Because it is a skill, I do not run the CLI by hand. I tell Claude “schedule the ASO agent for Boxy every Monday at nine” and it turns that into the create call, then fires it once to prove the chain works end to end.
What runs on my machine
Every weekday, one agent wakes up and works on the App Store presence of a single app: Boxy on Monday, Undolly on Tuesday, HiddenFace on Wednesday, Numly on Thursday, FoodLabel on Friday. It reads the current ASO, proposes an experiment worth trying that week, and leaves the change on a branch for me.
A fresh agent, every morning, doing one self-contained piece of work on one of my indie apps. I open claude agents with coffee, read what happened, and decide what to ship.
Gotchas I learned the annoying way
The bare environment is the big one. launchd gives you nothing, so zsh -l in both the plist and run.sh is what loads PATH and auth. It is the first thing to check when a job “runs” but does nothing.
Permission prompts block the agent. A background agent that hits a tool you have not pre-approved just sits in claude agents as blocked, forever, because nobody is there to click allow. Keep scheduled tasks to reading and writing files and running known commands, and pre-approve anything else up front.
MCP servers that need an interactive login may not be available in a scheduled run, and a task that leans on one can fail without a clear error. Keep scheduled tasks self-contained.
The Mac has to be awake. launchd runs a missed calendar job when the machine wakes, but it will not run while the machine is fully powered off. For always-on scheduling you want a machine that does not sleep.
Local or cloud
Claude has cloud scheduled routines too, and they are the right call when you want runs that do not depend on your laptop being awake. I went local because I wanted the agents working in my actual checkouts, with my auth, at no session cost, fully under my control. launchd is the boring, reliable primitive that turns that into a short script instead of a service.

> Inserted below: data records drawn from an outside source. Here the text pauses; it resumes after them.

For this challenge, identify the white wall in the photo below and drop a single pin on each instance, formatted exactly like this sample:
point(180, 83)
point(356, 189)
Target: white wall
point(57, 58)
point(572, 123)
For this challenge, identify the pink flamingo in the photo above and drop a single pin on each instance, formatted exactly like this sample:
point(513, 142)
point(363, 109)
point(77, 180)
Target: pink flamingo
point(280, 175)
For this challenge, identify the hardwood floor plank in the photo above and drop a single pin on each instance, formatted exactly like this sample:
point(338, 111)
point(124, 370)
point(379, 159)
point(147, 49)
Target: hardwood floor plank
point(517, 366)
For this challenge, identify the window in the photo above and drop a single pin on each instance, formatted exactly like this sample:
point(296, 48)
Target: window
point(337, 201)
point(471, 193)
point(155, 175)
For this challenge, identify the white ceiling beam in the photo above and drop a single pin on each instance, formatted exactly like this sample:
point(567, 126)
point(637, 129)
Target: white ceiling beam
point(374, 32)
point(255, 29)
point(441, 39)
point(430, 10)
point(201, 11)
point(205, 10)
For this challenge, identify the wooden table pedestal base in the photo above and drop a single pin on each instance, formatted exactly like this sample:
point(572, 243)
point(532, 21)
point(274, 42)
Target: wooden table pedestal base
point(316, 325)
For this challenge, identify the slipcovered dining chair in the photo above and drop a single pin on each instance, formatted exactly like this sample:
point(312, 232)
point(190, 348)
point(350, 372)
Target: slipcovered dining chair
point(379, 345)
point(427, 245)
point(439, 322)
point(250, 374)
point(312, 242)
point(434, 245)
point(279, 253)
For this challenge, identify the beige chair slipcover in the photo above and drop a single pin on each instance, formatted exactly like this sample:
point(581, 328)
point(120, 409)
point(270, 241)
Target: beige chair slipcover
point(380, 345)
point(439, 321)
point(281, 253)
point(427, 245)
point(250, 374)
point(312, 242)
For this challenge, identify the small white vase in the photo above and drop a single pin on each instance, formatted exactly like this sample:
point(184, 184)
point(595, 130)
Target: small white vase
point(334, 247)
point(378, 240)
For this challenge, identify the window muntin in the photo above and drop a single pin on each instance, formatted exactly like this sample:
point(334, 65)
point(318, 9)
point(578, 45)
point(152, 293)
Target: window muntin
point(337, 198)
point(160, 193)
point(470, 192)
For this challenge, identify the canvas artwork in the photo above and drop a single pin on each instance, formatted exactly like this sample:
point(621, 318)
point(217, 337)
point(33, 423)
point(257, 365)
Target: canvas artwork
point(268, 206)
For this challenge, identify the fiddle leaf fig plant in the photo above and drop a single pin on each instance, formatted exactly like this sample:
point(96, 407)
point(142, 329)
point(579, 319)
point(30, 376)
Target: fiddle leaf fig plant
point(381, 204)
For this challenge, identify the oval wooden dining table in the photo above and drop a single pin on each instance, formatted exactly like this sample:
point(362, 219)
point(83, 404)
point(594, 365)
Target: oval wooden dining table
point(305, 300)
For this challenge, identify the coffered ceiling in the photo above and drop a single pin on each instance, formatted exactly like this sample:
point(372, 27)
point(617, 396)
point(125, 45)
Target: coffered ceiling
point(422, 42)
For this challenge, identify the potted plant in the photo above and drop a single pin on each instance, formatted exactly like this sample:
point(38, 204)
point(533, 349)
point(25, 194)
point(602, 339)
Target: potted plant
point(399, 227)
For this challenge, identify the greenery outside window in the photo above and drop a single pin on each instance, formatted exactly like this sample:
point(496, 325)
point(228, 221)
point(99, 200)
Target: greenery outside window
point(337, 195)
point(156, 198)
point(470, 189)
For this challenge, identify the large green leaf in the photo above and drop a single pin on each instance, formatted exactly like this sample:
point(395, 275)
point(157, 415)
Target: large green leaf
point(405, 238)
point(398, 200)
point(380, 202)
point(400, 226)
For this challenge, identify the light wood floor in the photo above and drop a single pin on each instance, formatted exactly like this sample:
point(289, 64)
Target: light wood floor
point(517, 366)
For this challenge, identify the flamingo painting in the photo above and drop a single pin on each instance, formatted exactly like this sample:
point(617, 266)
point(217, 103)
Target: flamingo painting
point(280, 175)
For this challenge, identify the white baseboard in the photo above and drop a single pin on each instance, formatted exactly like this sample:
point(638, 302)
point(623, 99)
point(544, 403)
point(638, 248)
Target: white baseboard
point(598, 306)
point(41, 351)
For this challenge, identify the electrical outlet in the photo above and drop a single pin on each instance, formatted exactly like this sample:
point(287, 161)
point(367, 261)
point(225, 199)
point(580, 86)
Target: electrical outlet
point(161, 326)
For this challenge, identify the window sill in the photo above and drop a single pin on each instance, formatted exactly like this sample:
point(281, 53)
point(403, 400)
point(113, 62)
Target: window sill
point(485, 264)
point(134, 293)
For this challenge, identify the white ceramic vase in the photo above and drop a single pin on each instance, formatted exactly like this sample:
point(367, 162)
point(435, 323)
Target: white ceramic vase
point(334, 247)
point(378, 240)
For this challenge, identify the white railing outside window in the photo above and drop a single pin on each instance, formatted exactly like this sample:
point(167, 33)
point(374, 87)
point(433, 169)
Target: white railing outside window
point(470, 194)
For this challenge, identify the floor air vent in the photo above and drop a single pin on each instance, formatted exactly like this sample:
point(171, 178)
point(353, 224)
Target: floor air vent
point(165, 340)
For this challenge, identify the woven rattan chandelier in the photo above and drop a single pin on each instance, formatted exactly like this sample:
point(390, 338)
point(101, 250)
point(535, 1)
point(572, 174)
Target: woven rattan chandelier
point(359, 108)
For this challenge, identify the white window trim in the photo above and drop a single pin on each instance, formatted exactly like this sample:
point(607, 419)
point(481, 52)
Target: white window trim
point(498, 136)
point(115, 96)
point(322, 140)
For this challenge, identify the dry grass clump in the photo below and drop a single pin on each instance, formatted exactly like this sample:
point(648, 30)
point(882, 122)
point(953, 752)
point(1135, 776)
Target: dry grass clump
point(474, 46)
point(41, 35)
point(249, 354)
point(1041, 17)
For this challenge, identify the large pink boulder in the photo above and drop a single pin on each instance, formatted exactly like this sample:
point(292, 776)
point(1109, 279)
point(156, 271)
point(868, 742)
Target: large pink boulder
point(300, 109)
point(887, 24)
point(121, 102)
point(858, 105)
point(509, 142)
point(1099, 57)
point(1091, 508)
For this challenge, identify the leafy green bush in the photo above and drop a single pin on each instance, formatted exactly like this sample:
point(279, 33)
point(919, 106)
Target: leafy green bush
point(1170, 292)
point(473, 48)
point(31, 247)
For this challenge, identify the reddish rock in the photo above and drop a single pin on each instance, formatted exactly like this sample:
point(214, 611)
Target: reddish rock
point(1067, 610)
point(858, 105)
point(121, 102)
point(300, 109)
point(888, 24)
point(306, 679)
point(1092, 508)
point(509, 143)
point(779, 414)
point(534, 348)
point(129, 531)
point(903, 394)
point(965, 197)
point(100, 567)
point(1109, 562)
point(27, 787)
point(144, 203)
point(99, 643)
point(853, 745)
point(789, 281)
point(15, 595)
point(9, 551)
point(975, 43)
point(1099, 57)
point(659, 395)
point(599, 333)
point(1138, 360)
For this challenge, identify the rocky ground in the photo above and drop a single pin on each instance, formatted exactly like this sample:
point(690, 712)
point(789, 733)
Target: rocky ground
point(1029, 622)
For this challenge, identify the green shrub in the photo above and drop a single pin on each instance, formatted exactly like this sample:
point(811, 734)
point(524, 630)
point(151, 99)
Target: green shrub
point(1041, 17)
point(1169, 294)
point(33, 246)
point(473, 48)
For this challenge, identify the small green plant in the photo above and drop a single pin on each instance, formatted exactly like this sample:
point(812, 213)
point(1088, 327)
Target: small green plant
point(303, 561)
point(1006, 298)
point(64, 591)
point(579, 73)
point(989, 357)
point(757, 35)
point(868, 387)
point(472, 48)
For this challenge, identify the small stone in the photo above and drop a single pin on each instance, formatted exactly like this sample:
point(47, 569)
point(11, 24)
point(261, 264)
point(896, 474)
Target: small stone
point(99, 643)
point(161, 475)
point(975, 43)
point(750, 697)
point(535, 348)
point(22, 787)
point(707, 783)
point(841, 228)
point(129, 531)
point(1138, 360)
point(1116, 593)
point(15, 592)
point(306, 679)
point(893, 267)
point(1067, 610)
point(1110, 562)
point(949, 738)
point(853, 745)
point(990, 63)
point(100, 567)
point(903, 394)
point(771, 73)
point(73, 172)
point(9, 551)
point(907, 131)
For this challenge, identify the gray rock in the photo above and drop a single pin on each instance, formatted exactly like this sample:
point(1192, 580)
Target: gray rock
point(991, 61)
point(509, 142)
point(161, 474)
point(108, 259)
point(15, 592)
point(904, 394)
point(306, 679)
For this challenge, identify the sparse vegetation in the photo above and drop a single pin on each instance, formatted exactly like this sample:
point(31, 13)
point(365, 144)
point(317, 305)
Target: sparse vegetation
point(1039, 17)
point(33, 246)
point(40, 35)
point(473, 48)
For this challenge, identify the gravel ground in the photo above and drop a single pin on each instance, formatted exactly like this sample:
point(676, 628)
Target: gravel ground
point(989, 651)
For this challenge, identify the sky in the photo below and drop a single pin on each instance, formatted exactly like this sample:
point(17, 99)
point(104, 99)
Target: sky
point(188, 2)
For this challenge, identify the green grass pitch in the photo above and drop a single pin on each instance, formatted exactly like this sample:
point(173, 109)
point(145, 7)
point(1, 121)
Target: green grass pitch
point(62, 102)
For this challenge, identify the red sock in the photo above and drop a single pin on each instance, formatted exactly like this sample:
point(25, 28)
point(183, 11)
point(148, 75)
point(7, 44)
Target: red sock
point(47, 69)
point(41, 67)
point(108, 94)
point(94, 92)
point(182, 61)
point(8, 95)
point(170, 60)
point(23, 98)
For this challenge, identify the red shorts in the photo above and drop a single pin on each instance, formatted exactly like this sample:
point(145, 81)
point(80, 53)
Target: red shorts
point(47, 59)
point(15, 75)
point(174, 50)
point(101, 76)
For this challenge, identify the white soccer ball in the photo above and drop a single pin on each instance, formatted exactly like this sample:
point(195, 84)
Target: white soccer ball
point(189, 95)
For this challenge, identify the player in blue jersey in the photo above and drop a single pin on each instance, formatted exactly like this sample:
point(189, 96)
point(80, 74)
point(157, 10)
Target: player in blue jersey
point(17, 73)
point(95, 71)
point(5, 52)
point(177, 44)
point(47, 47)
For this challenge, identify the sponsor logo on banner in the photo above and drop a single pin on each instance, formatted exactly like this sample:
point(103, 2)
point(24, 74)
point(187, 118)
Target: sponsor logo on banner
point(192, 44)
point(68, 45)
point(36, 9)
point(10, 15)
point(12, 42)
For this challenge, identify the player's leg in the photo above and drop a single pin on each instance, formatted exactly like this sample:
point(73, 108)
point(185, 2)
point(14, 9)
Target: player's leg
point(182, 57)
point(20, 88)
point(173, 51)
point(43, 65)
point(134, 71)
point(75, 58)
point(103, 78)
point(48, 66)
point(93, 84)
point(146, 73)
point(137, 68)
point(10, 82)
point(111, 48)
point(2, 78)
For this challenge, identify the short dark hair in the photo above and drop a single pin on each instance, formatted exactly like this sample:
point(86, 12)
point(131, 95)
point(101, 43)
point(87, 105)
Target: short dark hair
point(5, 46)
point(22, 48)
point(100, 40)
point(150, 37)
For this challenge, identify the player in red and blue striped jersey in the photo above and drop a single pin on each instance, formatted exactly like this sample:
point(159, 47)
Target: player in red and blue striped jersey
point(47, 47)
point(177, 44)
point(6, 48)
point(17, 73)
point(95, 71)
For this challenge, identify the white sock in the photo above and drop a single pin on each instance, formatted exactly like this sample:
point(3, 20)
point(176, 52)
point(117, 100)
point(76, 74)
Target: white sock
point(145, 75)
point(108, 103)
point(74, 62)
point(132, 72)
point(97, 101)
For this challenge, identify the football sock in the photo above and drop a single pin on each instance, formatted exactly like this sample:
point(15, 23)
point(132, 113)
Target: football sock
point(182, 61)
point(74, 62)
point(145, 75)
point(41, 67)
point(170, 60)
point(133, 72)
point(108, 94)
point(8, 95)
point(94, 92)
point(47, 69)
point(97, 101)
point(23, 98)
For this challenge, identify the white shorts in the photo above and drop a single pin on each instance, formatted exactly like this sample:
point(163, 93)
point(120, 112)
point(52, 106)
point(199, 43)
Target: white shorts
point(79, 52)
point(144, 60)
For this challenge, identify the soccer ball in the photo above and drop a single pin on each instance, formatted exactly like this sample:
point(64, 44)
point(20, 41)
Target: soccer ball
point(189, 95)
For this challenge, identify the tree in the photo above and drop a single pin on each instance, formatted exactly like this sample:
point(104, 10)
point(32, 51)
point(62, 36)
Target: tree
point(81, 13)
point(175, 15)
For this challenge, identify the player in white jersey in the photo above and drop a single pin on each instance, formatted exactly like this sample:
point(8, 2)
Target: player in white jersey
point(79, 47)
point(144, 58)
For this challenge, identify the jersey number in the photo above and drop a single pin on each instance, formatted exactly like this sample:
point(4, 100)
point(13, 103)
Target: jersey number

And that is really all this is: a small step inside a setup that never stops moving. The scripts, the infrastructure, the little experiments, they take minutes to change. Maybe next week this exact piece is useless to me. Today it solves a real problem, and that is the magic of working this way.
claude --bg does the hard part. launchd just decides when.